Non-inverting Comparator:

Figure (a) illustrates the circuit diagram of an op-amp utilized as a non-inverting comparator. The output voltage of the circuit is given by

                                                    v₀  = V_SAT sgn (V_I - V_REF )

The graph of v₀ versus v_I  is given in Figure

(a)                                            (b)

Figure: (a) Non-inverting Comparator; and (b) Plot of v₀ Versus v_I.
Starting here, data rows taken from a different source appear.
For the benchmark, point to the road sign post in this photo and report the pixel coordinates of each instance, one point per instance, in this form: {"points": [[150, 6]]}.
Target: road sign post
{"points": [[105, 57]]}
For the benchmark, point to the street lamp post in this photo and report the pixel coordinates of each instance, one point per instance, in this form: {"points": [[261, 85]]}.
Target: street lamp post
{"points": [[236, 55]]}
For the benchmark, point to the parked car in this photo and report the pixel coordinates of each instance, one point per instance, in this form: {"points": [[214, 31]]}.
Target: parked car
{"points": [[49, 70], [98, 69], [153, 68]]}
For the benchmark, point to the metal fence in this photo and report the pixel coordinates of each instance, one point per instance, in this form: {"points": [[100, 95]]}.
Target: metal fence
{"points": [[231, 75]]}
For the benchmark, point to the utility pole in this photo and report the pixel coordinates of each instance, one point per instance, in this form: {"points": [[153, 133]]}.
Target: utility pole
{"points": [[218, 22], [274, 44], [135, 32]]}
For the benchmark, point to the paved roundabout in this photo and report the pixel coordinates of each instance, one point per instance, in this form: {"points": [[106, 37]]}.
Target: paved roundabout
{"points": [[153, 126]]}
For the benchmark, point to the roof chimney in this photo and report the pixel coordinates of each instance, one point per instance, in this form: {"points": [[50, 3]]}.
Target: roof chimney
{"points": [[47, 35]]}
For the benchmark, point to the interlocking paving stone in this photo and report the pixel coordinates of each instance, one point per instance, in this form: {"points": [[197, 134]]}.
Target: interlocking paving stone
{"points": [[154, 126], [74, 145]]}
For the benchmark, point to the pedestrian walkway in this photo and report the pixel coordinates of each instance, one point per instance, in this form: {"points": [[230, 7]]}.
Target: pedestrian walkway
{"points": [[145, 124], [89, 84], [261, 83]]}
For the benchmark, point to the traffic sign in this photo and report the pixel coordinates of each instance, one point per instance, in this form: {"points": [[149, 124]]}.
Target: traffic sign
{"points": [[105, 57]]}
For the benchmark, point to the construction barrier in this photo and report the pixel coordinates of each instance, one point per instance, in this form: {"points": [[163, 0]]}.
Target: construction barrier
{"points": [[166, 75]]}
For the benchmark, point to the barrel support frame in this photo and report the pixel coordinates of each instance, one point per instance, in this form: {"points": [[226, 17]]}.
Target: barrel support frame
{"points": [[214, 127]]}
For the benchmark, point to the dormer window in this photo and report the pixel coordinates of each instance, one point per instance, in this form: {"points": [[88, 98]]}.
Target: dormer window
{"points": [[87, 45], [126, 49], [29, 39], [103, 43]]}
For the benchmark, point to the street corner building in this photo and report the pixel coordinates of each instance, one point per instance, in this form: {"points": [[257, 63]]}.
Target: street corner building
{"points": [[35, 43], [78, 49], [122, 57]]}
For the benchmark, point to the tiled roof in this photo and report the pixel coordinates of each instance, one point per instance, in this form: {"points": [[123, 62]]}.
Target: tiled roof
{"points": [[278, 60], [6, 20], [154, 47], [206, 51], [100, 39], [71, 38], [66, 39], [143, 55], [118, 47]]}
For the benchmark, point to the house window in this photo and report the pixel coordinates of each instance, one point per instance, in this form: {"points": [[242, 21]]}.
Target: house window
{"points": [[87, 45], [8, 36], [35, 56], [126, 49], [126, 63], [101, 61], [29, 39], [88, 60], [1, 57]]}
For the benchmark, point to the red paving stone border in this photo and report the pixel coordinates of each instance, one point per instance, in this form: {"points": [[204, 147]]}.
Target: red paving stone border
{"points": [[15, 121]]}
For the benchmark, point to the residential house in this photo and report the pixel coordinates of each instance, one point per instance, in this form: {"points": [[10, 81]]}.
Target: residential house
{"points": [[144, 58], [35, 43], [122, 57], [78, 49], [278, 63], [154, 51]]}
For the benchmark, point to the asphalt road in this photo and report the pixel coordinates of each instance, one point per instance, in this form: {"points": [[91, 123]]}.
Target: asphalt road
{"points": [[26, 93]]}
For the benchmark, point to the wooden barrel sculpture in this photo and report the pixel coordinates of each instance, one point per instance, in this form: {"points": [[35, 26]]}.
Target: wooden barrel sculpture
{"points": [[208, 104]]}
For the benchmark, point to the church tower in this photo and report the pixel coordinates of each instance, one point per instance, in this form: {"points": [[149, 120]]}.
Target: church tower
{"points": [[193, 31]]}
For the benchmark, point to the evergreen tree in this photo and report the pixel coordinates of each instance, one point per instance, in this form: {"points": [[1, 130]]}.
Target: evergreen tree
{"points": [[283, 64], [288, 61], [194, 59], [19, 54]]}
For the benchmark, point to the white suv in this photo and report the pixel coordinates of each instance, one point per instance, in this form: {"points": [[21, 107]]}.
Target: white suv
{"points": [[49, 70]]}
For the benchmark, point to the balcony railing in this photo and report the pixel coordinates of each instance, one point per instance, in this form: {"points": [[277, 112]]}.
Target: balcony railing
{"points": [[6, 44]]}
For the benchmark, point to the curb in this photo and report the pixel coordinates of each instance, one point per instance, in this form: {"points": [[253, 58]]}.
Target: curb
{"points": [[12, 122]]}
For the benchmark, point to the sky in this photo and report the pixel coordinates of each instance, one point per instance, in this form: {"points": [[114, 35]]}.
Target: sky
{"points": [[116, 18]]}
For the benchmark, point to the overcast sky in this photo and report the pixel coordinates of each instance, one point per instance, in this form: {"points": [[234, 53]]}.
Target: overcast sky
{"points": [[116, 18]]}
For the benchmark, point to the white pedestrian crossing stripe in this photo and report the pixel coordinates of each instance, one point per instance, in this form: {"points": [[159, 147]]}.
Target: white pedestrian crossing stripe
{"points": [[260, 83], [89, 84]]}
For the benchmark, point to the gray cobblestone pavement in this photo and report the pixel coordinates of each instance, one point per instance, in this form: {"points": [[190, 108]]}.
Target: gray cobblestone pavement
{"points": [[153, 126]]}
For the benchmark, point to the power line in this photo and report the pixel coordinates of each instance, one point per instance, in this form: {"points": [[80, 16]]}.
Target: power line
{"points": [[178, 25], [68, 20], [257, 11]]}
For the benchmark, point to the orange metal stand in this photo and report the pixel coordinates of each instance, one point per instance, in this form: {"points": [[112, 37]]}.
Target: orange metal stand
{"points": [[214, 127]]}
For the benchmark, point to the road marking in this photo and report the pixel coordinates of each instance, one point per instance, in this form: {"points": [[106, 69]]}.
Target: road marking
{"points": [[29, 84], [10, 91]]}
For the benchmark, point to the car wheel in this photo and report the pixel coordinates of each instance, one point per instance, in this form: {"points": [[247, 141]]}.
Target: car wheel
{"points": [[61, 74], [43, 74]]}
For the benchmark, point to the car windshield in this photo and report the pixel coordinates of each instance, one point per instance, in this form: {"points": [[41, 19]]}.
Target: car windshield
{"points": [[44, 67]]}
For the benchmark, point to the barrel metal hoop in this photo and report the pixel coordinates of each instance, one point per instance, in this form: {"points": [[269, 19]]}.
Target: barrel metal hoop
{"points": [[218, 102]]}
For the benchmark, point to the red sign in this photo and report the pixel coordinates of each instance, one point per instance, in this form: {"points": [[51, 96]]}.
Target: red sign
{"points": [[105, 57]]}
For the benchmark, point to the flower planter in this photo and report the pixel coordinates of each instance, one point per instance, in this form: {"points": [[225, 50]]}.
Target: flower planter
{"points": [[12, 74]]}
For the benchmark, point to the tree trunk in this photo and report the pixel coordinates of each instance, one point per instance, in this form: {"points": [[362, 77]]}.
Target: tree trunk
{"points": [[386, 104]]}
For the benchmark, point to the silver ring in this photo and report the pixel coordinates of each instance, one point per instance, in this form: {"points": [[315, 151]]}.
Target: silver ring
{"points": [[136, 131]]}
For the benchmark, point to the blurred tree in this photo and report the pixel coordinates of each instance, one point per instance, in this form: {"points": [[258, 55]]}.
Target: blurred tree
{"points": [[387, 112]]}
Positive feedback is frequently utilized with comparator circuits. The feedback is applied through the output to the non-inverting input of the op-amp. It is in contrast to the circuits covered in the preceding sections where feedback is applied to the inverting input. (The non-inverting integrator is an exception that uses feedback to both op-amp inputs.) Figure (a) gives the circuit diagram of an inverting op-amp comparator with positive feedback. The circuit is also called as a Schmidt trigger. The capacitor C_F in the figure is supposed to be an open circuit in the following. This capacitor is frequently used to develop the switching speed of a comparator by enhancing the amount of positive feedback at high frequencies. It has no effect on the input voltage at which the op-amp switches states.

(a)                                                  (b)

Figure: (a) Inverting Comparator with Positive Feedback; and (b) Plot of v0 Versus vI.

The output voltage from the circuit of Figure (a) may be written

                         v₀  = V_SAT sgn (V₊  - V_I )

Because v₀ has two stable states, v₀ = +VSAT and v₀ = - VSAT, it follows that v_I may have two stable states given by

V_A   = V _REF ( R_F / (R_F +R₁)  ) - V_SAT (R₁ /R_F  + R₁)

V_B   = V _REF ( R_F / (R_F +R₁)  ) - V_SAT (R₁ /R_F  + R₁)

where superposition and voltage division have been used for each equation. For

v_I  < V_A, it follows that v₀ = +V_SAT. For v_I > V_B, it follows that v₀ = - V_SAT. For V_A < v_I < V_B, v₀ may have two stable states, i.e. v₀ = ± V_SAT. The graph of v₀ versus v_I is given in Figure (b).

The value of v₀ for V_A < v_I   < V_B based on whether v_I   enhance from a value less than V_A or v_I reduce from a value greater than V_B. that is, the circuit has memory. If v_I  < V_A, primarily and v_I starts to increase, v₀ remains at the + V_SAT   state until v_I   becomes greater than V_B. At this point, v₀ switches to the - V_SAT   state. If v_I > V_B primarily and v_I starts to decrease, v₀  remains at the - V_SAT   state until v_I becomes less than V_A. Then v₀ switches to the + V_SAT state. The path for v₀ on the graph in Figure (b) is mentioned with arrows. The loop in the graph is commonly called a hysteresis loop.